Conheça as inovações tecnológicas que prometem marcar 2026
iPhones dobráveis, robôs domésticos, tecnologia de leitura da mente e supercarros elétricos são algumas das inovações tecnológicas que o The Wall Street Journal aponta para 2026.
Prever de que forma os avanços tecnológicos irão marcar este ano é praticamente impossível. Ainda assim, a equipa de tecnologia do The Wall Street Journal decidiu arriscar as suas previsões, dentro e fora do universo da inteligência artificial. Entre elas estão mais carros autónomos nas ruas (pelo menos nos EUA), internet via satélite mais rápida e abrangente, implantes cerebrais, supercarros elétricos e um iPhone dobrável.
Veja a lista das tecnologias que vão mudar o dia a dia este ano, segundo o jornal norte-americano.
1. Siri renovada – e Apple aposta no universo da IA
Quando hoje se pensa nos três grandes players da IA, raramente se fala na Apple. Mas isso poderá mudar em breve, com a atualização da Siri. Após sucessivos atrasos nas melhorias de IA generativa da assistente, a Apple garante que o progresso está a acontecer. Em junho passado, Craig Federighi, vice-presidente sénior de engenharia de software da Apple, afirmou que a empresa está a reconstruir a Siri sobre uma nova arquitetura subjacente, com o objetivo de potenciar a sua inteligência artificial. A Amazon teve de seguir um caminho semelhante para desenvolver a Alexa+.
Nos bastidores, também se registaram alterações significativas. O antigo responsável de IA, John Giannandrea, deixou a empresa, e Amar Subramanya — que ajudou a supervisionar o chatbot Gemini do Google antes de se transferir para a Microsoft — vai juntar-se à Apple como vice-presidente de IA.
2. Robôs entram em casa
Duas start-ups de robôs humanoides planeiam iniciar testes residenciais nos EUA: a 1X, com o seu Neo cinzento, e a Sunday Robotics, com o Memo, que usa um boné de basebol. O objetivo é recolher dados do mundo real para tornar os robôs mais capazes em tarefas como dobrar roupa ou esvaziar a máquina de lavar loiça.
No entanto, no caso da 1X, muitas destas tarefas ainda serão executadas por um operador humano à distância – alguém na sede a controlar o robô através de um headset de realidade virtual. E, embora o CEO da Sunday Robotics, Tony Zhao, assegure que os testes domésticos envolverão robôs totalmente autónomos, este grupo inicial de testes será bastante limitado.

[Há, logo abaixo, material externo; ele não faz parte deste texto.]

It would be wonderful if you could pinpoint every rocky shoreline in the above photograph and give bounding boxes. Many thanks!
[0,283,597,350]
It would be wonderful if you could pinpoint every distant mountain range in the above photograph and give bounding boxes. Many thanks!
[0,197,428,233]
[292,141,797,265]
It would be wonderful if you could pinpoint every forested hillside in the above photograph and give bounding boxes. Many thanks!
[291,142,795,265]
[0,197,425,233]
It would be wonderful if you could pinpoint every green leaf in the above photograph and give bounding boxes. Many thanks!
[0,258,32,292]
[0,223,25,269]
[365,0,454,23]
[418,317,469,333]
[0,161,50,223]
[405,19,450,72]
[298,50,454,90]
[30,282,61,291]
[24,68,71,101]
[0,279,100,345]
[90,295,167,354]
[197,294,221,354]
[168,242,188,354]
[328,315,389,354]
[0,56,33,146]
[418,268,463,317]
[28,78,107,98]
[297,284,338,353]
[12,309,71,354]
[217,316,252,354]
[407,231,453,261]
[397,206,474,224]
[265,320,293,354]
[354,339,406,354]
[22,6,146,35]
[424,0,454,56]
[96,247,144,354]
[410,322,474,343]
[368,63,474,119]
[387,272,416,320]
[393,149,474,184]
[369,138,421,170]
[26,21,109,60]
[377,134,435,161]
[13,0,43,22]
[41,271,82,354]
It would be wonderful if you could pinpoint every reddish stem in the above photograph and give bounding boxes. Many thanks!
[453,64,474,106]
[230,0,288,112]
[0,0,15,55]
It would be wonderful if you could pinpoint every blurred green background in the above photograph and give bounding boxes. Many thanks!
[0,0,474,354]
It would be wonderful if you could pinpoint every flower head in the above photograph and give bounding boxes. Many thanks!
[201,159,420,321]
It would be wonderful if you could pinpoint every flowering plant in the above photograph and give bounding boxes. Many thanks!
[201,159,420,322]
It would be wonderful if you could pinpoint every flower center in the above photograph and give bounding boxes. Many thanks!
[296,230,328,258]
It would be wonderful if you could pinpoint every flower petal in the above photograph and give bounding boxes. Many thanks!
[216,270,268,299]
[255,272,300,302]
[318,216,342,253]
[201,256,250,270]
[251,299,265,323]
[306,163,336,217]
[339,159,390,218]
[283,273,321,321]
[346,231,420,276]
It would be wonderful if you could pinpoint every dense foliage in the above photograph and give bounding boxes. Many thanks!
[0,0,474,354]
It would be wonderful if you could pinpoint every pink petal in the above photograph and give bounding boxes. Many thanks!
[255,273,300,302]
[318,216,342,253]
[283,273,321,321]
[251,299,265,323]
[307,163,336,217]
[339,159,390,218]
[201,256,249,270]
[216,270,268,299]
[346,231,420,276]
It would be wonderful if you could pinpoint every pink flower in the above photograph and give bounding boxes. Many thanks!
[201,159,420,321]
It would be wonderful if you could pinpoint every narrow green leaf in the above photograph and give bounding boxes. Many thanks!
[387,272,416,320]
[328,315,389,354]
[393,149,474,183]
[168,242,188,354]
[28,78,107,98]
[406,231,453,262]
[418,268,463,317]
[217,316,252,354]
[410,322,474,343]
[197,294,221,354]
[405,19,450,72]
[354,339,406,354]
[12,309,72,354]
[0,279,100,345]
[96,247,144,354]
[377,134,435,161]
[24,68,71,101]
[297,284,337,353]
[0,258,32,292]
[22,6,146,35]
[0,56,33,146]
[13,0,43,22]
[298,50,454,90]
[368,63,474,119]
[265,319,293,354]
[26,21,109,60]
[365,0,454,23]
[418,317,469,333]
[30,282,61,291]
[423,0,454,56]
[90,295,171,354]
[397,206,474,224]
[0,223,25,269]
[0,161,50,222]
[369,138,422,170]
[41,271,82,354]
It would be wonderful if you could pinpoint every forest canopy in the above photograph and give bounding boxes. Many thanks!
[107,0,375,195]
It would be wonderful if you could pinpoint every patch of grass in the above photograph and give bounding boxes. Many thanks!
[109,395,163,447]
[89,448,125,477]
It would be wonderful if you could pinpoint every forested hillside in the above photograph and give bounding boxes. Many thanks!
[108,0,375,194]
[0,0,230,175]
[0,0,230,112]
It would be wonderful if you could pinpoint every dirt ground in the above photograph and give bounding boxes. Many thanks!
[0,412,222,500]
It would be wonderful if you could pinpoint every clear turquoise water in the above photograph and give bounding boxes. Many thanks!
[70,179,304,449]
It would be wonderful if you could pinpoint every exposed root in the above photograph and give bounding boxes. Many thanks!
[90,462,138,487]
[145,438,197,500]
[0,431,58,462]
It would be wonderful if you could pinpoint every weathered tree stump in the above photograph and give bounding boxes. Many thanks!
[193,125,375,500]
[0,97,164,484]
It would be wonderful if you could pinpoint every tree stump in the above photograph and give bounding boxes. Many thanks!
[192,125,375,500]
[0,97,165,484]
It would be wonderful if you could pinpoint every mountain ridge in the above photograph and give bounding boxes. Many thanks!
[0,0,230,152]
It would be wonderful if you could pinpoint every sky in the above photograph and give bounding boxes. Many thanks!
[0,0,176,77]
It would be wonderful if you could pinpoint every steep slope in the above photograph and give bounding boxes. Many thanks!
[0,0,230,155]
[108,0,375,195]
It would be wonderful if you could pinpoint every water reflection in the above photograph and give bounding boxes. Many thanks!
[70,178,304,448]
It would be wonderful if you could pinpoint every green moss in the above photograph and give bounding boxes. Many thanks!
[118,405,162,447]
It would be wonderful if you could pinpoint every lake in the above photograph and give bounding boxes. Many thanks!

3. Malware assustadoramente inteligente
Em 2024, registou-se um aumento de 400% nas informações pessoais roubadas com sucesso através de phishing — em grande parte devido à inteligência artificial. “A IA torna os malwares mais sofisticados acessíveis a um maior número de pessoas, e isso é péssimo”, afirmou Trevor Hilligoss, ex-agente da Força-Tarefa Cibernética do FBI e atual vice-presidente sénior da empresa de segurança SpyCloud Labs.
Hackers com pouco conhecimento técnico podem agora recorrer a modelos de IA para criar deepfakes convincentes ou criar sites e e-mails desenhados para capturar senhas e códigos de autenticação de dois fatores. E, com os navegadores da web a integrar assistentes de IA, estes agentes mal-intencionados podem esconder instruções maliciosas em páginas concebidas para desviar os assistentes de IA do caminho correto.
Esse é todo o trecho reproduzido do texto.